Kuni’s circulation of rural and urban cross currents provides outside money, diversity, and a healthy renewal of ideas and values. At the same time, kuni has a confident commitment to its place and self-sufficiency that also feels emotionally satisfying. As Sekihara put it, “In a kuni, people meet and talk about the abundant harvest, the damage done by a typhoon, a newly born child, a death…the taste of vegetables picked that morning, the taste of spring water from the mountain, the scent of the wind, and the cold rain from yesterday.” Why do I find the notion of such conversations so appealing?

This lovely book is not without shortcomings. Given McCarthy’s obvious desire to make comparisons between kuni and American community economic development strategies, we would have benefitted from a broader discussion of the Japanese social, cultural, and political contexts. We need to know more because exporting ideas across several thousand miles of ocean is far more difficult than shipping millions of Subarus.

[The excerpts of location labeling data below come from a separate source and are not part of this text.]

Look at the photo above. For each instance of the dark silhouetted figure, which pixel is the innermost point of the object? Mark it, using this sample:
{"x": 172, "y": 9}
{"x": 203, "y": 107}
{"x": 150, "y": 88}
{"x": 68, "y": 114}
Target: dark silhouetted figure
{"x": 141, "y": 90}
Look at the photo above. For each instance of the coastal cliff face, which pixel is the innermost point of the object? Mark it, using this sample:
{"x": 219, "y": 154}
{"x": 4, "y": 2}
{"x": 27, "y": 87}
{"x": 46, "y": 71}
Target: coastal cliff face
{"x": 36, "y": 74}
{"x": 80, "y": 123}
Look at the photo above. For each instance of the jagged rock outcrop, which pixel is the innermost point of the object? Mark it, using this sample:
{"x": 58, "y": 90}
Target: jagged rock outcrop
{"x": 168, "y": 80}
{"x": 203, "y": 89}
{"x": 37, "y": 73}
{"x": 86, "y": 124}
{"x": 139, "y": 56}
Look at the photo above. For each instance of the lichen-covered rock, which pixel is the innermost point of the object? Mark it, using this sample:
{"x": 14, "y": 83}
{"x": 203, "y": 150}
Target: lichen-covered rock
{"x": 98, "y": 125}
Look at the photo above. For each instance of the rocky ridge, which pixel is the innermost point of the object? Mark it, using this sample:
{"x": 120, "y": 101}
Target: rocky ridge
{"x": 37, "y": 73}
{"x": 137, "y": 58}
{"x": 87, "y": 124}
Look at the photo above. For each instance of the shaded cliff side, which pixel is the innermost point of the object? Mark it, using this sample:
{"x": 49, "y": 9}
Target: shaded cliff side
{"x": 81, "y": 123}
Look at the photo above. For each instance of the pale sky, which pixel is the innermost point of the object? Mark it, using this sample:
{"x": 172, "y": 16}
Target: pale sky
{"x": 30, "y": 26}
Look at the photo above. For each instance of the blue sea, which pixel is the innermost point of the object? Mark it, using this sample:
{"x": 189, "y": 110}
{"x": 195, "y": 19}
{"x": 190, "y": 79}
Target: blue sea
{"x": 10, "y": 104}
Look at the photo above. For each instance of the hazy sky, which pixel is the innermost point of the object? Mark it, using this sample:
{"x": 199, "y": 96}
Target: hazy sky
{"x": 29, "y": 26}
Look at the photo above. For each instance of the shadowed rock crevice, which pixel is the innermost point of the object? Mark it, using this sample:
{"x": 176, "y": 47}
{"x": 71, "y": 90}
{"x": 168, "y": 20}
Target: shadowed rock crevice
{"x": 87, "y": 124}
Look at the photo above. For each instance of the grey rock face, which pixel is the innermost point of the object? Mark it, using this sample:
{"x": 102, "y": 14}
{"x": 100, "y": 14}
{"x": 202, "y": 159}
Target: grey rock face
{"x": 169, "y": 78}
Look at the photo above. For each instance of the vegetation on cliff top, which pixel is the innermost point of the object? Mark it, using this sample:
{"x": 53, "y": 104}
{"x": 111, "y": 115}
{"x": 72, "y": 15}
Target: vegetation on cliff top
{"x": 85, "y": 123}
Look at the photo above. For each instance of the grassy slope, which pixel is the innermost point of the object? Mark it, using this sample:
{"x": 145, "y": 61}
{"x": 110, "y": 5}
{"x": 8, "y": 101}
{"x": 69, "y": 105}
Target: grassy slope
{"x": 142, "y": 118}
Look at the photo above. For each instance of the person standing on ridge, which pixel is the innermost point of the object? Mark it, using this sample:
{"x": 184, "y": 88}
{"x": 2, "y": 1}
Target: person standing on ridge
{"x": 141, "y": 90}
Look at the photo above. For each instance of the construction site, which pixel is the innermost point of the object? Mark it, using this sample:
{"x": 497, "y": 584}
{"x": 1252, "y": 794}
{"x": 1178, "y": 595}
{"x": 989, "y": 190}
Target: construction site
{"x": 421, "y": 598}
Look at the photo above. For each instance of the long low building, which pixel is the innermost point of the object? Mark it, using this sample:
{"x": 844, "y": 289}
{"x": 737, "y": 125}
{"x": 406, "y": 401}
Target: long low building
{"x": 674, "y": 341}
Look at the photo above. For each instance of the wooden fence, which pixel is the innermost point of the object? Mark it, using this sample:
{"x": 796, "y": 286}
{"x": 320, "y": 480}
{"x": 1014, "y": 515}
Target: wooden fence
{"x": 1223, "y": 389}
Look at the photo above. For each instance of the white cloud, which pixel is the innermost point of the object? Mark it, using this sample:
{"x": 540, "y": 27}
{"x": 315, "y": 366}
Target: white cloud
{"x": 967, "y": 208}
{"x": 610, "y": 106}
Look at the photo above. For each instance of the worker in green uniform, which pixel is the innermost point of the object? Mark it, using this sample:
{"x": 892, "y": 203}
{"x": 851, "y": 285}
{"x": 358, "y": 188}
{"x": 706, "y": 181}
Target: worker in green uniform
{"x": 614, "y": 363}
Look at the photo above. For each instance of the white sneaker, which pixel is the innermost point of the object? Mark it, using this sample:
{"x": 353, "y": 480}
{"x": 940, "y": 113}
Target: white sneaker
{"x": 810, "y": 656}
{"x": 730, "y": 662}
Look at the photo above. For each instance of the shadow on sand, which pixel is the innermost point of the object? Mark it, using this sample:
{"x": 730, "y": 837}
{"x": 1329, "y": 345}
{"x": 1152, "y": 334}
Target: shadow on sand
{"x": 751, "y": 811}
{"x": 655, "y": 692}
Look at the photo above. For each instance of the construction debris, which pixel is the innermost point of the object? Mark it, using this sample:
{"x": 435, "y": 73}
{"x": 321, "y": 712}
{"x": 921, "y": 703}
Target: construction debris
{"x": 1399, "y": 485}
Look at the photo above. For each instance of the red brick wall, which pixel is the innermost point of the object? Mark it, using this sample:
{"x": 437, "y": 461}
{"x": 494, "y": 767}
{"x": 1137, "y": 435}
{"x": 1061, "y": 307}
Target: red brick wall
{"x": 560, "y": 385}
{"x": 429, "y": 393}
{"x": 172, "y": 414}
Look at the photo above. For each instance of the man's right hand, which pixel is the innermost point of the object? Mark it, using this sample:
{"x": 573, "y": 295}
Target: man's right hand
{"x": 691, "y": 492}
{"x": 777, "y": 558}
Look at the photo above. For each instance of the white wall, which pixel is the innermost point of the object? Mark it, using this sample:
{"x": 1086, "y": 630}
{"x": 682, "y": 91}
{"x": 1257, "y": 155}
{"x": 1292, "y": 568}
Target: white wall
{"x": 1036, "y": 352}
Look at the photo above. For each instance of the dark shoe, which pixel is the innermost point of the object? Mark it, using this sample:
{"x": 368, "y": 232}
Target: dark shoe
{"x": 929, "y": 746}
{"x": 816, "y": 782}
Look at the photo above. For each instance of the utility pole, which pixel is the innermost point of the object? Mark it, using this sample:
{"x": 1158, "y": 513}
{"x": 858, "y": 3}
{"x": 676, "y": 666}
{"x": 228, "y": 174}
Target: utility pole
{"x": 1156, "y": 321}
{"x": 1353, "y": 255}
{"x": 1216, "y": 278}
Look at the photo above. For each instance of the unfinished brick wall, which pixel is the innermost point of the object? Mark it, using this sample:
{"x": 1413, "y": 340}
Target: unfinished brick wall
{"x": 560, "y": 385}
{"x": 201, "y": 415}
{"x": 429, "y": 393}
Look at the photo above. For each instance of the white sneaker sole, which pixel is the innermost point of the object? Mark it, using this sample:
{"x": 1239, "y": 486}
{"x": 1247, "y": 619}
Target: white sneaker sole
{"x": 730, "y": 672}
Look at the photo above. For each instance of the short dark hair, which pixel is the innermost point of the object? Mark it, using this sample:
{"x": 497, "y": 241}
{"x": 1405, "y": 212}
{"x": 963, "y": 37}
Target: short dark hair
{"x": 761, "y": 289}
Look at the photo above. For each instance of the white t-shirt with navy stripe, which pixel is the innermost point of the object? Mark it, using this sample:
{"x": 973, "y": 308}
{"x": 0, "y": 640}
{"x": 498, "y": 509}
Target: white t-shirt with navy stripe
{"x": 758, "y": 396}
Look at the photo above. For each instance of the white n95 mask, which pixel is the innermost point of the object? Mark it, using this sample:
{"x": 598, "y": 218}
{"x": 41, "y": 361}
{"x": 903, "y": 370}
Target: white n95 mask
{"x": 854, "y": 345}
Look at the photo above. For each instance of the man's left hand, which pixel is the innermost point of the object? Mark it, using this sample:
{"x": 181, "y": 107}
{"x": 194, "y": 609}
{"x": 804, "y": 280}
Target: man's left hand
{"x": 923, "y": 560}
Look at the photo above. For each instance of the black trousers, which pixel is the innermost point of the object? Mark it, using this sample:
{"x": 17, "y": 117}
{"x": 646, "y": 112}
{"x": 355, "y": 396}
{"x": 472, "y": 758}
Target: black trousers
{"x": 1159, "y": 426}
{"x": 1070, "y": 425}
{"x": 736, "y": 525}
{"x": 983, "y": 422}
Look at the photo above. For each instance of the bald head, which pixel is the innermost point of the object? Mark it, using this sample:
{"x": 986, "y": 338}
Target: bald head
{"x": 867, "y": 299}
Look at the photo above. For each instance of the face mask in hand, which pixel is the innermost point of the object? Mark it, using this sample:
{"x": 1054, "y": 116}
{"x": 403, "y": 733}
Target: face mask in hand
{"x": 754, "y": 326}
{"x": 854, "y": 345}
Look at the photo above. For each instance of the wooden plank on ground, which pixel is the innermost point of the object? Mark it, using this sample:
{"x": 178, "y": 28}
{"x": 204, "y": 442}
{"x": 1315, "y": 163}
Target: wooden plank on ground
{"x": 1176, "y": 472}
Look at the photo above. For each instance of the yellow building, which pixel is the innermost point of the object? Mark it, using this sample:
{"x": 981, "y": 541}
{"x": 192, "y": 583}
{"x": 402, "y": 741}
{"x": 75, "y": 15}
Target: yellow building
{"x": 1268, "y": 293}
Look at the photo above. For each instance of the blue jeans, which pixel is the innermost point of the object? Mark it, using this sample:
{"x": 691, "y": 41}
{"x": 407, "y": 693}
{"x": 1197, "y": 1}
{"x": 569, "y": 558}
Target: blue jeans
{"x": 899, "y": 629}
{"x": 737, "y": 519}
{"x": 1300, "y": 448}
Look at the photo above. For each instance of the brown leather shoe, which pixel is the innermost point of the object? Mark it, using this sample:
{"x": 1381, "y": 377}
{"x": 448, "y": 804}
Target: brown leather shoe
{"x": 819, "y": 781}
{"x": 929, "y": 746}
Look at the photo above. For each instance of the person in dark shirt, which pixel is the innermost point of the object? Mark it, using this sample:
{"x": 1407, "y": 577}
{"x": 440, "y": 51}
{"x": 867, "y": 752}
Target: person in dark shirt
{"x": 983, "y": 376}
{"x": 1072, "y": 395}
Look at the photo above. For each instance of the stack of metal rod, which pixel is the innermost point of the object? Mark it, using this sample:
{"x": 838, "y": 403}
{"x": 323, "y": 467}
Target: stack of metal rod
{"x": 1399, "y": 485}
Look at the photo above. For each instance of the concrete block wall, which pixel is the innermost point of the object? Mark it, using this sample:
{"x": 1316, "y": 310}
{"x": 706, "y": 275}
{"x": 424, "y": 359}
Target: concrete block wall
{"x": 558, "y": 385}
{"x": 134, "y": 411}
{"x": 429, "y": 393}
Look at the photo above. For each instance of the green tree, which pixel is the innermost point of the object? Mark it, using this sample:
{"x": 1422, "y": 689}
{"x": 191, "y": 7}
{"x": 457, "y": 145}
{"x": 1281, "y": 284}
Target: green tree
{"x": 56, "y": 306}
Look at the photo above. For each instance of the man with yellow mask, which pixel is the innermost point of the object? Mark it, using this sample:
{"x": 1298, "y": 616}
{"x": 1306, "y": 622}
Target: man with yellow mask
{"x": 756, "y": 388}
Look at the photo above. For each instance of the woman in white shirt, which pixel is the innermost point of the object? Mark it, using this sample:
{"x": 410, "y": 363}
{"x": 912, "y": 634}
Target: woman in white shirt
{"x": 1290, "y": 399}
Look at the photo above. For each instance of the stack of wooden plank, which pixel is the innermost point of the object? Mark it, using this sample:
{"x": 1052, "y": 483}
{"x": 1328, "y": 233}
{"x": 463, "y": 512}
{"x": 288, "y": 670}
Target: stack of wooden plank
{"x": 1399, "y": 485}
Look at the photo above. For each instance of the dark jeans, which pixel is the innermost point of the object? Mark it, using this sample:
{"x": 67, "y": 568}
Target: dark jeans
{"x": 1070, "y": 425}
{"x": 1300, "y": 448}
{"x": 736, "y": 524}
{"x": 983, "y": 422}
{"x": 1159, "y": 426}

I’ll also add that McCarthy’s masterfully composed, silky prose collides at times with Sekihara’s terse, matter-of-fact writing style. The book’s structure alternates between one or two chapters authored by Sekihara, and one written by McCarthy who actively shares flights of philosophical fancy. These uneven transitions made me imagine an exchange between the silver-tongued William F. Buckley, Jr. and a bumptious labor union organizer. McCarthy is such a fluid writer and capacious thinker, and Sekihara is so riveted on the mechanics of organizing and governance, that they sometimes complement each other perfectly, while, at other times, they are like two trains passing in the night. Fortunately for the reader who’s willing to work a little harder, nothing will be lost, and there is much to be gained from putting in a little extra effort.

Most Westerners’ heads are filled with images of packed Japanese subways, bustling Tokyo streets, and the industrial juggernaut of Japan, Inc. They have given little thought to that country’s rural places. According to Sekihara, 300 Japanese villages disappear every year. Likewise, we Americans give little thought to our own rural places which only reinforces the nation’s yawning divide. Rather than take photos of our bereft country villages and landscapes, we might actively search for a mutuality of interests that brings the metropolitan world into a relationship with the non-metropolitan world. The community supported agriculture (CSA) movement, coincidentally imported from Japan several decades ago and reinvented thousands of times over in the U.S., offers one positive model. Kuni, as a more comprehensive and integrated approach to rural development, is also worth our undivided attention if not a whole-hearted embrace.